Reducing JRuby Startup by Ditching Bundler
November 14, 2010 @ 08:11 PMUPDATE 2:
Amazingly, I was unaware of the Crown RubyGem when I wrote this article. It clearly would simplify the task of creating your monolithic 'lib' directory called for toward the end of this post.
UPDATE:
The introduction of --standalone to Bundler (head) largely invalidates this post, and hurray for that! At the risk of repeating myself: Bundler is a fantastic dev-time tool, but should not be a run-time dependency. I haven't yet had the time to play with --standalone to see how it changes the steps specified in this post, but as soon as I do I'll post an update.
I'd like to think that the timing of --standalone's introduction into Bundler was influenced by this post. I have no evidence to back that up. :-)
Prelude
Has it really been over two years since I last blogged? I certainly *started* a lot of blog posts in that time but usually run out of steam before finishing them. Turns out that Twitter / Facebook is a lot more suited to my writing style.

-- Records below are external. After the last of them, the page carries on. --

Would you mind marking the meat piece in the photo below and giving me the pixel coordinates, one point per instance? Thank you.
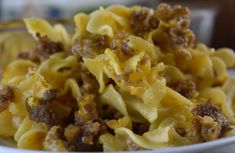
(140, 128)
(120, 44)
(142, 20)
(49, 95)
(6, 96)
(54, 140)
(90, 45)
(174, 35)
(204, 129)
(43, 49)
(87, 110)
(132, 146)
(90, 128)
(83, 137)
(109, 113)
(89, 82)
(42, 110)
(72, 132)
(214, 112)
(181, 131)
(186, 88)
(42, 113)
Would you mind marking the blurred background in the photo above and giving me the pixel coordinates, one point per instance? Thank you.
(213, 21)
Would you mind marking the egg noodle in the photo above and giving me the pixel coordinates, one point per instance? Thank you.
(126, 79)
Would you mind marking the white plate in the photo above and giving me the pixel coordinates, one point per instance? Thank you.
(220, 146)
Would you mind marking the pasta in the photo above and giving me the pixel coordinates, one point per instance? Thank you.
(126, 79)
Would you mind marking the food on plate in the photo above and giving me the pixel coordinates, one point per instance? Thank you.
(125, 79)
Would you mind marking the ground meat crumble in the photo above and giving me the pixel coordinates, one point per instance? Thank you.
(187, 88)
(6, 96)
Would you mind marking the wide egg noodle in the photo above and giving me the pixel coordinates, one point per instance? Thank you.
(135, 85)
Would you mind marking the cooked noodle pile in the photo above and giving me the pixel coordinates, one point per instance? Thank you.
(127, 79)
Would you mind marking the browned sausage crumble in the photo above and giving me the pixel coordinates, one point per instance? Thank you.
(6, 96)
(187, 88)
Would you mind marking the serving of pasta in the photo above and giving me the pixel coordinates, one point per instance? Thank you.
(126, 79)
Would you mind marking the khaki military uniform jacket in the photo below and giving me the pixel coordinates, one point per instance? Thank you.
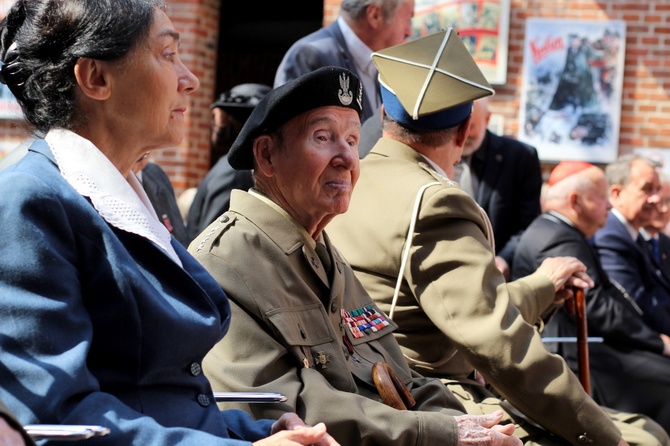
(454, 310)
(288, 334)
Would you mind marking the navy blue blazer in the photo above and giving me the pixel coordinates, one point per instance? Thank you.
(100, 326)
(324, 47)
(510, 184)
(159, 189)
(626, 263)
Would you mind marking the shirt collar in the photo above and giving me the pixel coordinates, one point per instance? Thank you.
(358, 50)
(435, 167)
(561, 217)
(121, 201)
(631, 230)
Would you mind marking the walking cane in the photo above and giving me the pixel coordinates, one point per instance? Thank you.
(577, 307)
(391, 388)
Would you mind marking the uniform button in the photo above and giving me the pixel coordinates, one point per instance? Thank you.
(203, 400)
(584, 439)
(195, 369)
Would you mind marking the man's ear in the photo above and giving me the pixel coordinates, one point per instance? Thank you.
(573, 198)
(263, 154)
(615, 190)
(374, 15)
(462, 132)
(92, 78)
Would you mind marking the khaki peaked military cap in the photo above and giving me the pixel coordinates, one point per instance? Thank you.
(430, 83)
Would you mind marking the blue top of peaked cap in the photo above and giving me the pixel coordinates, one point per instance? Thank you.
(430, 83)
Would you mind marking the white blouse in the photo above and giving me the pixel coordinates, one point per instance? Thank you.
(121, 201)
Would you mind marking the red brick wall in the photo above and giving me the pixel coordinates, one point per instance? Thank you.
(198, 23)
(645, 116)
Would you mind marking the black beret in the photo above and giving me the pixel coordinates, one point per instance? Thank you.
(323, 87)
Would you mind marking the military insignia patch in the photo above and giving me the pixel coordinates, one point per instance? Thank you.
(366, 320)
(344, 93)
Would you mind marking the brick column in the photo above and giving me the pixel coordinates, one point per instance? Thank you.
(198, 23)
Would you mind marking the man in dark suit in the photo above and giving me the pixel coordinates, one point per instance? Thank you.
(629, 370)
(363, 26)
(653, 239)
(160, 192)
(634, 194)
(505, 180)
(11, 431)
(212, 197)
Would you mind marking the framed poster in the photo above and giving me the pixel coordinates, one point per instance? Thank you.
(483, 25)
(571, 93)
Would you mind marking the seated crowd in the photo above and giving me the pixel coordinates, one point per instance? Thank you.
(368, 292)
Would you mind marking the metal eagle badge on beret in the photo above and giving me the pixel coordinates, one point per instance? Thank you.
(431, 74)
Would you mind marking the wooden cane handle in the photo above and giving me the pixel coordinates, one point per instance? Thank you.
(582, 340)
(391, 388)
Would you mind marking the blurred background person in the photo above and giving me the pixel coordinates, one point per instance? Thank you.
(158, 188)
(362, 27)
(634, 191)
(212, 197)
(630, 369)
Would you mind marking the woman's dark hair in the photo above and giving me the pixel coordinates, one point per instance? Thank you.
(41, 41)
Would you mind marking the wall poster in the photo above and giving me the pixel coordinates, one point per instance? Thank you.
(9, 108)
(572, 83)
(483, 25)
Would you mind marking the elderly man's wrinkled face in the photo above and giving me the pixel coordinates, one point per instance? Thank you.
(317, 165)
(594, 203)
(638, 199)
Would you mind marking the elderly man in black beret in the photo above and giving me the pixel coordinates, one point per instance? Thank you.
(302, 324)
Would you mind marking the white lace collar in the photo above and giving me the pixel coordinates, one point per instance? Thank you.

Nevertheless, a post such as this simply won't fit on Twitter and won't reach many folks on Facebook, so here I am.
I Love JRuby, but...
This shouldn't surprise most people: JRuby kicks ass; JRuby startup sucks(1). This is not an indictment against JRuby, @headius or any of the other JRuby devs. JRuby is in a sense booting up a VM on top of a VM, so it's going to take a little time.
Turns out, though, you can cut JRuby startup times significantly for many applications -- over 50% on several projects I've worked on.
I Love Bundler, but...
I really do. But, Bundler is -- or should be -- a dev-time tool, not a runtime tool. This is not a new concept (http://tomayko.com/writings/require-rubygems-antipattern) and I'm a little surprised at how quickly the Ruby community in general has accepted 'require "bundler"' in their code even as they were starting to reject 'require "rubygems"'.
It also turns out to be a huge performance drain during startup on JRuby. I'm guessing this is because the JIT can't really optimize that startup code in time to make a difference.
In any case, Bundler -- at runtime -- has to go.
The Project and Initial Benchmark
Let's start with a standard Rails 3 application and run some performance tests(2).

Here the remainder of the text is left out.